Héloïse Côté (born 1979) is a Québécoise author of fantasy novels and a researcher in the sciences of education.

==Biography==

Héloïse Côté began studying in 1998 for a Bachelor of Science in Education at Laval University in Quebec. Rather than teaching high school at the end of her undergraduate studies, as she had originally planned, she continued at Laval for her master's degree. She accumulated four annual citations on the honour roll of the Faculty of Education, and another on the honour roll of the Faculty of Graduate Studies. Côté also won the prize for the best Master's dissertation and the Raymond-Blais medal awarded by the Association of Laval University alumni to a recent graduate for the merit of her activities.

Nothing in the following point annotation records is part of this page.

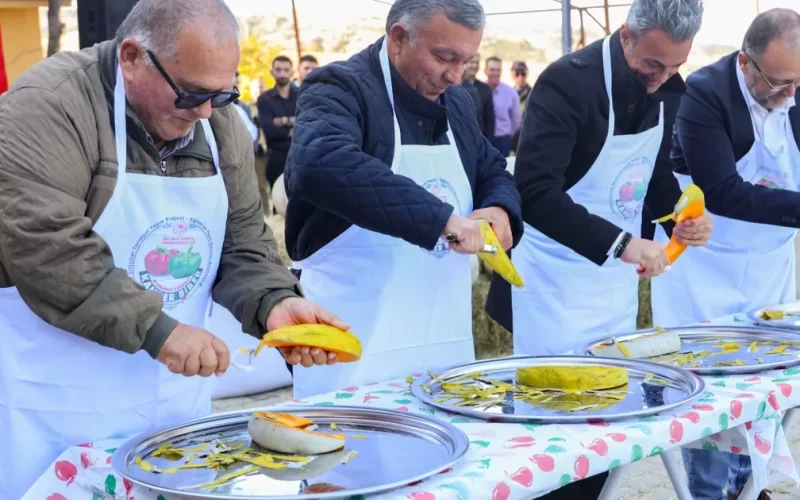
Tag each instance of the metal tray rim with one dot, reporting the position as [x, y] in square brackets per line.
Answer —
[459, 440]
[518, 361]
[782, 333]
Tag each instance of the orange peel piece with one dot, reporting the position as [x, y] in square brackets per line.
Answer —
[328, 338]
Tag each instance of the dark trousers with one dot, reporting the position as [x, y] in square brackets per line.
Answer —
[502, 144]
[585, 489]
[276, 162]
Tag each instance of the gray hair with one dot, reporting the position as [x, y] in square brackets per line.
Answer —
[679, 19]
[155, 24]
[413, 14]
[771, 25]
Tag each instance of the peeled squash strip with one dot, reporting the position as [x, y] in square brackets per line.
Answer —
[287, 434]
[500, 263]
[573, 378]
[329, 338]
[647, 345]
[318, 466]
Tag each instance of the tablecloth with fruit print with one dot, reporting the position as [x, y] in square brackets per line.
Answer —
[507, 460]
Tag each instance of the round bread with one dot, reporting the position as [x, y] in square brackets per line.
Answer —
[318, 466]
[293, 441]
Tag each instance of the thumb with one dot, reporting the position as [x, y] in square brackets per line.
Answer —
[328, 318]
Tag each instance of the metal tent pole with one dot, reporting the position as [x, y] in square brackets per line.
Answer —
[566, 26]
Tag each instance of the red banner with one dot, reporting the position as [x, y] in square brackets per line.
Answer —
[3, 76]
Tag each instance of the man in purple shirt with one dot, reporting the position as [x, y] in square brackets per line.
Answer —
[507, 111]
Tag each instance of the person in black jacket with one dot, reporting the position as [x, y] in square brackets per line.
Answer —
[387, 176]
[481, 95]
[736, 137]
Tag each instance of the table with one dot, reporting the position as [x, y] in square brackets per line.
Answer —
[740, 414]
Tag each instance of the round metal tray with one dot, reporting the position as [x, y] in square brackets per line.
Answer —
[393, 449]
[652, 389]
[790, 321]
[698, 338]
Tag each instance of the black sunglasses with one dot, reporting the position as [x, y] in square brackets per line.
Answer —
[191, 100]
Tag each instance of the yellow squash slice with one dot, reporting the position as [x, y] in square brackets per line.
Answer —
[500, 263]
[329, 338]
[573, 378]
[287, 433]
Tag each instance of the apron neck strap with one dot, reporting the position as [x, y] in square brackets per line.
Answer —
[607, 77]
[121, 130]
[120, 125]
[387, 82]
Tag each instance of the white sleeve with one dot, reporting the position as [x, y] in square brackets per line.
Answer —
[251, 127]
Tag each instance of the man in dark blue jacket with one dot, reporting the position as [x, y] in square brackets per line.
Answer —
[386, 178]
[736, 137]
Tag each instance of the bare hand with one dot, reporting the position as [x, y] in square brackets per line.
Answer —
[297, 311]
[694, 232]
[498, 219]
[467, 233]
[649, 256]
[193, 351]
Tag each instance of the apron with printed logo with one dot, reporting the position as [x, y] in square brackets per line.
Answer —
[568, 299]
[411, 308]
[744, 265]
[58, 389]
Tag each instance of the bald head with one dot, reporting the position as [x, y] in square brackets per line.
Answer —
[170, 48]
[770, 57]
[157, 24]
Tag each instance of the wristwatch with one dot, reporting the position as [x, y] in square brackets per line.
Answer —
[623, 244]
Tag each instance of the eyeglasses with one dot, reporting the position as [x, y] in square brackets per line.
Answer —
[191, 100]
[775, 88]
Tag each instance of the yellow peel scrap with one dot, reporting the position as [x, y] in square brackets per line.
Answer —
[778, 350]
[730, 347]
[499, 262]
[145, 466]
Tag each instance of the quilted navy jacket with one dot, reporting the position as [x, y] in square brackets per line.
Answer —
[338, 172]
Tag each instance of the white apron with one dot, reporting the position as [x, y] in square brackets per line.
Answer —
[411, 308]
[744, 265]
[568, 299]
[58, 390]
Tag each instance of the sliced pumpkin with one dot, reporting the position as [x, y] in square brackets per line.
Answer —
[288, 433]
[329, 338]
[499, 262]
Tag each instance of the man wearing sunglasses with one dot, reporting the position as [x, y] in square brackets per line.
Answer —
[736, 137]
[128, 199]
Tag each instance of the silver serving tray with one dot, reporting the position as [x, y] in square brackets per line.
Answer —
[644, 398]
[394, 449]
[791, 322]
[692, 341]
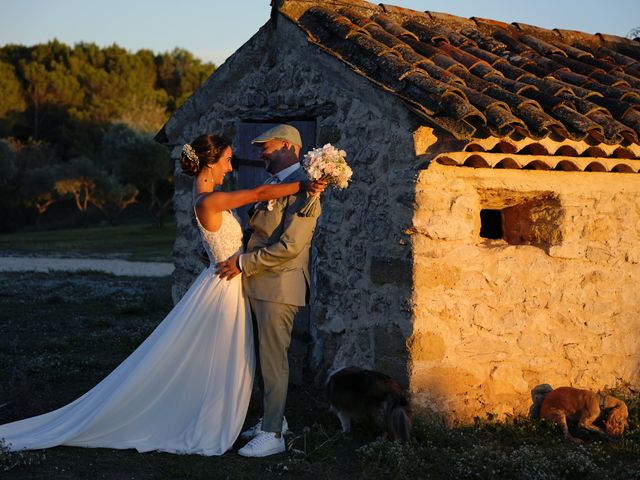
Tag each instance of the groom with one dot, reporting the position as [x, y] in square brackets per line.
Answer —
[276, 280]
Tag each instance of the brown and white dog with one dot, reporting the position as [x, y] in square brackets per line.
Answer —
[354, 393]
[584, 407]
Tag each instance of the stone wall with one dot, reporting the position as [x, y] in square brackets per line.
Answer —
[493, 319]
[362, 263]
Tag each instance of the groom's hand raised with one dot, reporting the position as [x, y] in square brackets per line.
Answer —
[229, 268]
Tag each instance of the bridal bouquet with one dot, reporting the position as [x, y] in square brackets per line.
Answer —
[328, 164]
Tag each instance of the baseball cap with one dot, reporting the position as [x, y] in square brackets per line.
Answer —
[280, 132]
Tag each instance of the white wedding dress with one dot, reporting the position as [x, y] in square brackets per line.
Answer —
[185, 389]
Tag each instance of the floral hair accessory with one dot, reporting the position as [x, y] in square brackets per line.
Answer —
[189, 153]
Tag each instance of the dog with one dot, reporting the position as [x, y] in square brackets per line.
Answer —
[569, 404]
[354, 393]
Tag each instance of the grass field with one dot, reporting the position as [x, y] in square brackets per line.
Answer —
[62, 333]
[128, 242]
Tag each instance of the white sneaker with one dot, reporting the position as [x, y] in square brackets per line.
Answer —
[263, 444]
[257, 428]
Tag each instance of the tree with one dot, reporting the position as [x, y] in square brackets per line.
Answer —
[138, 159]
[38, 190]
[7, 162]
[78, 180]
[12, 102]
[180, 74]
[111, 197]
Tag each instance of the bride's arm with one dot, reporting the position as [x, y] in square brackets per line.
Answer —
[219, 201]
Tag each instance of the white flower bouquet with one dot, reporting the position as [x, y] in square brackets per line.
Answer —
[329, 164]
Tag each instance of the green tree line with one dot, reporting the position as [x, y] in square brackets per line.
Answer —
[77, 126]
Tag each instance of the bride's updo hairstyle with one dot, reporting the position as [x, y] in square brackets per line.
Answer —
[204, 150]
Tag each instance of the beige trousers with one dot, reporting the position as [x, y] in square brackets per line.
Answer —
[275, 323]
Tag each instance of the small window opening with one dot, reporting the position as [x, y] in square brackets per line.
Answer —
[491, 224]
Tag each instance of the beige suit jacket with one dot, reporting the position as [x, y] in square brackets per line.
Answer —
[276, 265]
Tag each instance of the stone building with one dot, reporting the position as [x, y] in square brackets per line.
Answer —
[489, 240]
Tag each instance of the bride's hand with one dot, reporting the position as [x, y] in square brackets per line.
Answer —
[315, 187]
[228, 268]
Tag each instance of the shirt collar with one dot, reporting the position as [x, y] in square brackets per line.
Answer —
[282, 174]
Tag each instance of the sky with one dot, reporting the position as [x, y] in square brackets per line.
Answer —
[213, 29]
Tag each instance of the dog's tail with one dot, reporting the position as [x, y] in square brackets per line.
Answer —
[538, 395]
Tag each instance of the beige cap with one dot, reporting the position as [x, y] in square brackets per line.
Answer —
[280, 132]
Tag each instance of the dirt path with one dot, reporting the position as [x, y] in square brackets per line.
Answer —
[114, 266]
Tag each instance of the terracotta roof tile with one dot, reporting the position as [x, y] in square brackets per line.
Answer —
[480, 77]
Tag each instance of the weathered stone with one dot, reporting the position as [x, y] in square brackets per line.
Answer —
[399, 255]
[426, 347]
[390, 270]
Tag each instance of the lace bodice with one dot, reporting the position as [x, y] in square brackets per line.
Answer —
[225, 242]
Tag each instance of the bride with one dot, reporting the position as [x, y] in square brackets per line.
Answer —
[186, 388]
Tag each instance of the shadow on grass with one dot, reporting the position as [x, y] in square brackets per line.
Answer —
[62, 333]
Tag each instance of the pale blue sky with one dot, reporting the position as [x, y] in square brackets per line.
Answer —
[213, 29]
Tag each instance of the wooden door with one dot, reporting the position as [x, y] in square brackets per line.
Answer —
[250, 173]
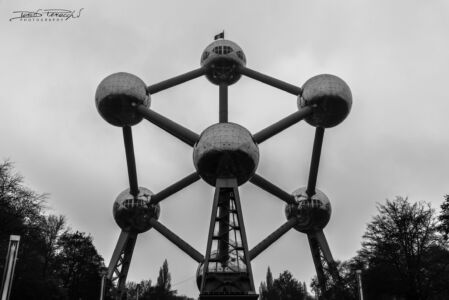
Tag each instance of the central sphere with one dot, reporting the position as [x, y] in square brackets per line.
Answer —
[226, 150]
[222, 59]
[313, 213]
[133, 214]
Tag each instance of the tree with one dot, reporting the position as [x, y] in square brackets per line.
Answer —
[399, 249]
[444, 218]
[267, 290]
[78, 265]
[285, 287]
[21, 213]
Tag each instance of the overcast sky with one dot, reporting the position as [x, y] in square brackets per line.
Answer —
[392, 54]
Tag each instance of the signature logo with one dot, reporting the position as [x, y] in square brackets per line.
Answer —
[46, 15]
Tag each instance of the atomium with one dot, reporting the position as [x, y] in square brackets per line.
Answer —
[312, 213]
[226, 150]
[222, 59]
[225, 155]
[232, 265]
[115, 98]
[133, 214]
[331, 98]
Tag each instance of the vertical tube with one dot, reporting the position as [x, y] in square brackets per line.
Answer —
[103, 286]
[314, 164]
[359, 283]
[223, 105]
[130, 160]
[223, 227]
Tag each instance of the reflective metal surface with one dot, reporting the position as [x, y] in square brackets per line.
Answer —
[133, 214]
[226, 150]
[313, 213]
[114, 97]
[222, 59]
[332, 98]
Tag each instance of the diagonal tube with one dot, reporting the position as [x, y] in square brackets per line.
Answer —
[287, 87]
[315, 162]
[273, 237]
[272, 189]
[186, 135]
[174, 188]
[284, 123]
[130, 161]
[163, 85]
[180, 243]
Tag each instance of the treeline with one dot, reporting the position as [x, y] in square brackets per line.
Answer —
[404, 255]
[162, 290]
[53, 262]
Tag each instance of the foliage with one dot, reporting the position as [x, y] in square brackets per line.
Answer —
[285, 287]
[402, 254]
[443, 227]
[46, 247]
[79, 265]
[161, 291]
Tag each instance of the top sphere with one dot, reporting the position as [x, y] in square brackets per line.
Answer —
[331, 98]
[313, 213]
[116, 95]
[222, 59]
[133, 214]
[226, 150]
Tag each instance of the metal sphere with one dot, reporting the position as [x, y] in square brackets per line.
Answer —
[331, 98]
[226, 150]
[116, 95]
[133, 214]
[222, 58]
[232, 265]
[313, 213]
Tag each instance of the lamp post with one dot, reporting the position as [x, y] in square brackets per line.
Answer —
[359, 283]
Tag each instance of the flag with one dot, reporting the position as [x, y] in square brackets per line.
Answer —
[219, 36]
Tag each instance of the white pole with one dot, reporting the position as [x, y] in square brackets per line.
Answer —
[10, 264]
[359, 283]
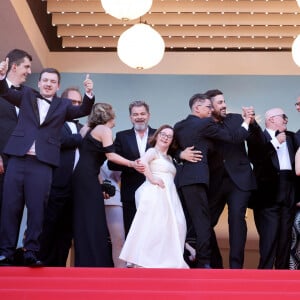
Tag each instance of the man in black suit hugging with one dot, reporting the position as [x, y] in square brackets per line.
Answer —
[199, 130]
[231, 180]
[132, 144]
[18, 70]
[56, 237]
[34, 149]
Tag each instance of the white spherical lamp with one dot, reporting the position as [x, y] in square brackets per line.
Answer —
[126, 9]
[141, 47]
[296, 51]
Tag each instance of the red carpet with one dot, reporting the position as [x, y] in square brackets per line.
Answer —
[17, 283]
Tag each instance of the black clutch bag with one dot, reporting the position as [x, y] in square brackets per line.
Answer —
[108, 188]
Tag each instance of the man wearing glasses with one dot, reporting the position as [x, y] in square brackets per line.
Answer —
[274, 200]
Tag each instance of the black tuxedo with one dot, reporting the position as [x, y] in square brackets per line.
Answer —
[8, 121]
[231, 183]
[56, 238]
[274, 203]
[126, 145]
[193, 178]
[28, 177]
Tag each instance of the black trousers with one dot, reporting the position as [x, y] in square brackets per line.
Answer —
[274, 225]
[57, 234]
[129, 210]
[27, 181]
[195, 199]
[237, 202]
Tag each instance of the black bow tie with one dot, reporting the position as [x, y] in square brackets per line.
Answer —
[16, 87]
[42, 98]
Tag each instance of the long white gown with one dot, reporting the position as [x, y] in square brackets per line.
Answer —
[157, 235]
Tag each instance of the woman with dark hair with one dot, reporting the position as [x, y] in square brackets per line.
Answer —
[90, 230]
[157, 235]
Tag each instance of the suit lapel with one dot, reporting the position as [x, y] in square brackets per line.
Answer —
[35, 107]
[291, 150]
[133, 143]
[53, 106]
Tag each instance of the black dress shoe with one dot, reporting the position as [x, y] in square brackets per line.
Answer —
[5, 261]
[31, 260]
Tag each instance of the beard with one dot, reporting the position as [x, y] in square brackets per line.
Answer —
[140, 127]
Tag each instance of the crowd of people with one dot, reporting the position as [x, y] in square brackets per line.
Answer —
[149, 197]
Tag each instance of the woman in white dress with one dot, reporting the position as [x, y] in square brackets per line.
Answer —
[157, 235]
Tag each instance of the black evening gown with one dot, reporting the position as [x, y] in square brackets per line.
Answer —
[91, 237]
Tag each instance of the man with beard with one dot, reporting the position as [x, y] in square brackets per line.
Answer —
[231, 181]
[132, 144]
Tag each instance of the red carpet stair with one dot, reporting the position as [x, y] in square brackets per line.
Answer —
[146, 284]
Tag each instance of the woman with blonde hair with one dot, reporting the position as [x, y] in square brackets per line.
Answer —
[92, 248]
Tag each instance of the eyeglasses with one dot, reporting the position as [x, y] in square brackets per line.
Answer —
[283, 116]
[166, 136]
[76, 102]
[207, 106]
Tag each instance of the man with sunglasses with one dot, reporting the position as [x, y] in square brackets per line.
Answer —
[274, 200]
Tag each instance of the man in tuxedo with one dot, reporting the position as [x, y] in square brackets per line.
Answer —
[231, 181]
[199, 130]
[18, 70]
[56, 237]
[33, 149]
[274, 201]
[132, 144]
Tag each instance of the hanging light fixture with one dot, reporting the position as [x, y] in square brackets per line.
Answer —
[126, 9]
[141, 47]
[296, 51]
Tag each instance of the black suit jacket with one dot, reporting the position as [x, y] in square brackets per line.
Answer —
[200, 133]
[232, 159]
[69, 143]
[266, 170]
[29, 129]
[126, 145]
[8, 121]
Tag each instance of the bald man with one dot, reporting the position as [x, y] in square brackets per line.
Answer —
[274, 200]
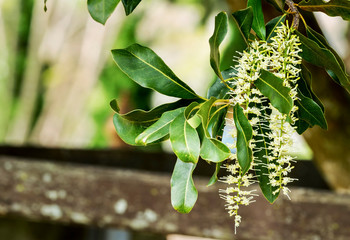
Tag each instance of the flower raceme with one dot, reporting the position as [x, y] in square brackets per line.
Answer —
[279, 56]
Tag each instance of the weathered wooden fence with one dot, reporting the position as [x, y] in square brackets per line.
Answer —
[130, 189]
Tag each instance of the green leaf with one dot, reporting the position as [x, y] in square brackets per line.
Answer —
[258, 18]
[146, 68]
[220, 31]
[184, 139]
[272, 87]
[304, 85]
[214, 178]
[130, 5]
[244, 135]
[322, 57]
[310, 112]
[159, 129]
[278, 4]
[331, 8]
[218, 89]
[100, 10]
[132, 124]
[322, 42]
[272, 25]
[244, 21]
[212, 149]
[261, 151]
[183, 191]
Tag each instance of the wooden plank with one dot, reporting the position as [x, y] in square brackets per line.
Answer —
[140, 201]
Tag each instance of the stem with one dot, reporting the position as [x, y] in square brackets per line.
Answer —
[295, 11]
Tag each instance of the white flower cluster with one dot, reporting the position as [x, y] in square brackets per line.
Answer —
[281, 57]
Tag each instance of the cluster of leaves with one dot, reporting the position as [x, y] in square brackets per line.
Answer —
[194, 124]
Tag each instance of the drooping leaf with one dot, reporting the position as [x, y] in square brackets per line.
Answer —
[100, 10]
[244, 21]
[132, 124]
[304, 85]
[310, 112]
[130, 5]
[184, 139]
[244, 135]
[212, 149]
[261, 151]
[146, 68]
[214, 178]
[322, 42]
[272, 87]
[258, 18]
[331, 8]
[322, 57]
[220, 31]
[272, 25]
[159, 129]
[218, 89]
[183, 191]
[278, 4]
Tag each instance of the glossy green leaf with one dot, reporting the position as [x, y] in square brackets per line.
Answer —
[331, 8]
[132, 124]
[310, 112]
[322, 57]
[214, 178]
[100, 10]
[218, 89]
[159, 129]
[322, 42]
[146, 68]
[278, 4]
[184, 139]
[212, 149]
[272, 87]
[260, 153]
[244, 21]
[304, 85]
[272, 25]
[220, 31]
[258, 18]
[244, 135]
[183, 191]
[130, 5]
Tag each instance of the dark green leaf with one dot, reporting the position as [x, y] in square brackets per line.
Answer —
[278, 4]
[272, 25]
[272, 87]
[132, 124]
[323, 57]
[218, 89]
[244, 21]
[304, 85]
[220, 31]
[184, 139]
[100, 10]
[146, 68]
[310, 112]
[211, 149]
[244, 135]
[130, 5]
[183, 191]
[258, 18]
[214, 177]
[332, 8]
[159, 129]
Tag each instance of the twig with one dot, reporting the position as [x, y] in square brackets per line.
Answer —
[295, 11]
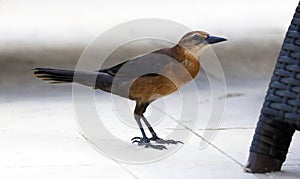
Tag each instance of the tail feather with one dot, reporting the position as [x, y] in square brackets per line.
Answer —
[54, 75]
[93, 79]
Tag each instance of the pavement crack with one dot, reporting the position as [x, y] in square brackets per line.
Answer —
[208, 142]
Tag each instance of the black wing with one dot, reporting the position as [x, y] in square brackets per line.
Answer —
[150, 64]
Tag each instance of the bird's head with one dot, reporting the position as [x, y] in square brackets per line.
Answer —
[197, 41]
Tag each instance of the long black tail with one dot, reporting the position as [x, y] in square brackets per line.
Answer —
[94, 79]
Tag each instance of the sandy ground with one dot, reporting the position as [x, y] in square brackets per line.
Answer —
[40, 137]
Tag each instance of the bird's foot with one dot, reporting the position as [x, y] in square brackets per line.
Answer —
[146, 142]
[162, 141]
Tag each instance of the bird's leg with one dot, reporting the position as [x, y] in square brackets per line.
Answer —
[138, 114]
[143, 139]
[154, 135]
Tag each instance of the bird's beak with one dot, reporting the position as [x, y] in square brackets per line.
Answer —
[213, 39]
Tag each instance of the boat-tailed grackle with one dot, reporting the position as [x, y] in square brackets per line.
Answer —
[144, 78]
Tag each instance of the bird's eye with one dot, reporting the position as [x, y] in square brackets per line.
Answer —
[196, 37]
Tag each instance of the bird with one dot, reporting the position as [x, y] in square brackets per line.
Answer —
[144, 78]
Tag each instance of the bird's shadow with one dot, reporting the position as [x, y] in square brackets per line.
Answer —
[160, 144]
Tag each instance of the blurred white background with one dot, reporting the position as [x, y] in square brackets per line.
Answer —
[69, 22]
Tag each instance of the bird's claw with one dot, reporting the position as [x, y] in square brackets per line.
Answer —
[146, 142]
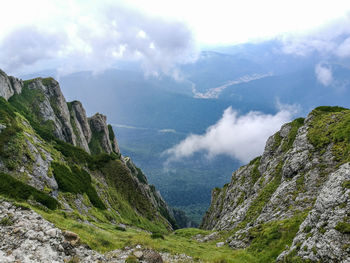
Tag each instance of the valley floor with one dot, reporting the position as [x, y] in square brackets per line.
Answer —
[40, 236]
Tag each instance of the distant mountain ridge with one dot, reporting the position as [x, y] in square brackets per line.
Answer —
[293, 202]
[53, 155]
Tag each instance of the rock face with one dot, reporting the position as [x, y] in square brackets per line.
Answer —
[67, 121]
[102, 138]
[54, 108]
[9, 85]
[55, 174]
[150, 192]
[299, 180]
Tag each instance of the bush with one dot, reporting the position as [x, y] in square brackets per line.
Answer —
[76, 180]
[6, 221]
[132, 259]
[343, 227]
[157, 236]
[17, 190]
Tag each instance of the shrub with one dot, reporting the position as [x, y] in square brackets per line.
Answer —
[17, 190]
[157, 236]
[76, 180]
[6, 221]
[132, 259]
[343, 227]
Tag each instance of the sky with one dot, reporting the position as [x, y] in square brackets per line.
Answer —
[92, 35]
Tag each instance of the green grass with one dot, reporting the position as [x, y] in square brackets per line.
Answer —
[74, 179]
[331, 125]
[13, 188]
[270, 239]
[295, 125]
[343, 227]
[264, 196]
[6, 221]
[255, 174]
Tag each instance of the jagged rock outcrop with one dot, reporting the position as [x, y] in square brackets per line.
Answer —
[54, 107]
[80, 125]
[67, 121]
[26, 237]
[299, 185]
[40, 165]
[9, 85]
[80, 114]
[150, 192]
[103, 139]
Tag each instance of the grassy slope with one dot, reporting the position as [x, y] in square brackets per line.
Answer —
[90, 170]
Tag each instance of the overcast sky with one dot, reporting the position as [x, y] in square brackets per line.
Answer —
[78, 35]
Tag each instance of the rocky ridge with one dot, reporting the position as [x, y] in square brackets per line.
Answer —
[299, 186]
[56, 158]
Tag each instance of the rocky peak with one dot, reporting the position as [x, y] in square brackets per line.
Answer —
[103, 139]
[300, 186]
[9, 85]
[67, 121]
[80, 114]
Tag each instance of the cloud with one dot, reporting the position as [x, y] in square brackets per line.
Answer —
[241, 137]
[328, 40]
[324, 74]
[95, 36]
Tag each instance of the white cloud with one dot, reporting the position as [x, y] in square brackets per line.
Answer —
[324, 74]
[93, 36]
[328, 40]
[241, 137]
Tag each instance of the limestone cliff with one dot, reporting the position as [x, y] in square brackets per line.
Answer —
[297, 194]
[9, 85]
[53, 156]
[44, 101]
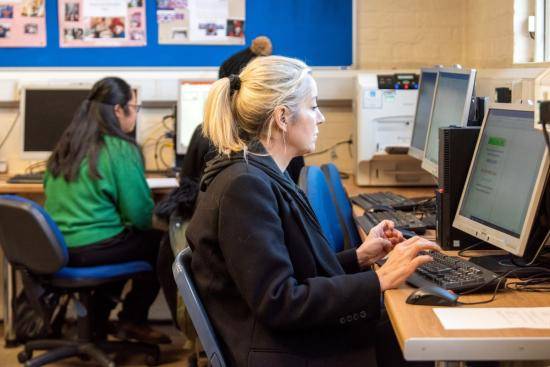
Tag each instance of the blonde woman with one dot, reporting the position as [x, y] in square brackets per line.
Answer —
[276, 294]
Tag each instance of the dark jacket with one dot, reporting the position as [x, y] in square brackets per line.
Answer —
[275, 292]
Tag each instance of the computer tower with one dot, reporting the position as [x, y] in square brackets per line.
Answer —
[456, 148]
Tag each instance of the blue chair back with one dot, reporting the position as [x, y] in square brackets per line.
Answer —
[29, 236]
[313, 183]
[197, 313]
[341, 200]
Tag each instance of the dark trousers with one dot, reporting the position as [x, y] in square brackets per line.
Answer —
[130, 245]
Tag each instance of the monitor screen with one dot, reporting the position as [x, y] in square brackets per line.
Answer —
[451, 106]
[191, 99]
[423, 110]
[47, 113]
[504, 174]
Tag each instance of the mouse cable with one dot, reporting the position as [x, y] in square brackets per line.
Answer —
[497, 287]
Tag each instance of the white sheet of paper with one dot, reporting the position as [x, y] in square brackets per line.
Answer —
[162, 182]
[105, 8]
[494, 318]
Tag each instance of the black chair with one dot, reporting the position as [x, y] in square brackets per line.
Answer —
[186, 287]
[35, 247]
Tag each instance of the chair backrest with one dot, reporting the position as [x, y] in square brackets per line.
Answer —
[341, 200]
[314, 184]
[197, 313]
[29, 236]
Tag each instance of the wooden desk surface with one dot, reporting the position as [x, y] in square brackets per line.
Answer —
[421, 335]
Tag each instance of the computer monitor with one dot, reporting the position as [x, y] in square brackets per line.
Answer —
[46, 111]
[424, 103]
[506, 179]
[453, 94]
[190, 111]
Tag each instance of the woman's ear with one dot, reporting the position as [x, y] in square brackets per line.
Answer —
[281, 115]
[119, 111]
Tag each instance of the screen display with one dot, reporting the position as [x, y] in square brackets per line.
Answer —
[504, 172]
[448, 109]
[423, 109]
[48, 112]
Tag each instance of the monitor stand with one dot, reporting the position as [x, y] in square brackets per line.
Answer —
[502, 264]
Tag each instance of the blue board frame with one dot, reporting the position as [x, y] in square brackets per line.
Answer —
[320, 32]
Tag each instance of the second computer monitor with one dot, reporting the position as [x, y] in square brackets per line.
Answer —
[453, 94]
[506, 179]
[424, 103]
[191, 99]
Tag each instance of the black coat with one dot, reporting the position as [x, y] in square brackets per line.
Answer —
[275, 293]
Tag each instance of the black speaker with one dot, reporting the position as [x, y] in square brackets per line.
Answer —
[456, 148]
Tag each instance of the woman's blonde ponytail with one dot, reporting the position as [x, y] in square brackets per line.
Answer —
[219, 121]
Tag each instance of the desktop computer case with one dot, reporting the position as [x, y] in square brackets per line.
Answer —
[456, 148]
[384, 117]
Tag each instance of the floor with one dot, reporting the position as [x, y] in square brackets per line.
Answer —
[172, 355]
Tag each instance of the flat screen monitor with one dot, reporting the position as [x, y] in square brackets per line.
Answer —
[424, 104]
[190, 111]
[46, 111]
[506, 179]
[453, 94]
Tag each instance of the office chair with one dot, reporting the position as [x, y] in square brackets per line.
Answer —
[341, 200]
[34, 246]
[186, 287]
[314, 184]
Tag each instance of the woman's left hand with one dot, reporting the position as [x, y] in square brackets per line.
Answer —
[380, 241]
[386, 229]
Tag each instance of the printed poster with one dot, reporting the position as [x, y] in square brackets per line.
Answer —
[201, 21]
[102, 23]
[22, 23]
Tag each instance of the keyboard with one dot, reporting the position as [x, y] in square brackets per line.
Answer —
[402, 220]
[387, 199]
[37, 177]
[454, 274]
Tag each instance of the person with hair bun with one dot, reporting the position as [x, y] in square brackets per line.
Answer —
[97, 194]
[275, 292]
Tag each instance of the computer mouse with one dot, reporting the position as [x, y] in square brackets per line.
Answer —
[432, 296]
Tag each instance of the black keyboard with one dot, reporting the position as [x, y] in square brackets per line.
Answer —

Between 2004 and 2006, Côté published the three volumes of the fantasy trilogy Les Chroniques de l'Hudres: Les Conseillers du Roi, Les Enfants du solstice and L'Ourse et le Boucher (English: The Councilors of the King, The Children of the Solstice and The Bear and the Butcher). Literary critic Laurent Laplante remarked upon the alert style and steady pace, agreeing that the writing is not dazzling but correct and a promising discipline.

Côté obtained a doctorate from Laval University in psychopedagogy. She is interested in the growing presence of artists in the public sphere in the West, and in particular in the integration of arts and culture in Quebec schools. In 2008 Côté became a postdoctoral fellow at the Centre for Research on Ethics of the University of Montreal; her studies are of the relationship between contemporary school and culture.

In 2008, Côté published the fantasy novel Les exilés (The Exiles).

On May 15, 2011, in a record-setting vote, Côté won the first twinned Aurora/Boréal Award for best fantasy or science fiction novel in French for La Tueuse de dragons, with an accompanying prize from SF Canada.

==Works==

===Fiction===
- Les Chroniques de l'Hudres trilogy:
  - Côté, Héloïse (2004). "Les Conseillers du roi"
  - Côté, Héloïse (2005). "Les Enfants du solstice"
  - Côté, Héloïse (2006). "L'Ourse et le Boucher"
- Côté, Héloïse (2008). "Les Exilés"
- Côté, Héloïse (2010). "La Tueuse de dragons"
- Les Voyageurs trilogy:
  - Côté, Héloïse (2013). "Le Frère de Lumière"
  - Côté, Héloïse (2013). "Le Garçon qui savait lire"
  - Côté, Héloïse (2014). "La Voix de la Lumière"

===Non-fiction===
Essays:
- Côté, Héloïse (2005). "Entre culture et esthétique : réflexion sur le rôle de l'enseignement de la littérature dans la formation culturelle des étudiants"
- Côté, Héloïse (2006). "En quête d'une approche culturelle appliquée à l'enseignement du français, langue première, au secondaire"
- Côté, Héloïse (2007). "Comment penser l'initiation culturelle des élèves dans les classes d'histoire au secondaire? L'approche culturelle dans l'enseignement de l'histoire"
Book:
- Côté, Héloïse (2007). "Langue et culture dans la classe de français. Une analyse de discours."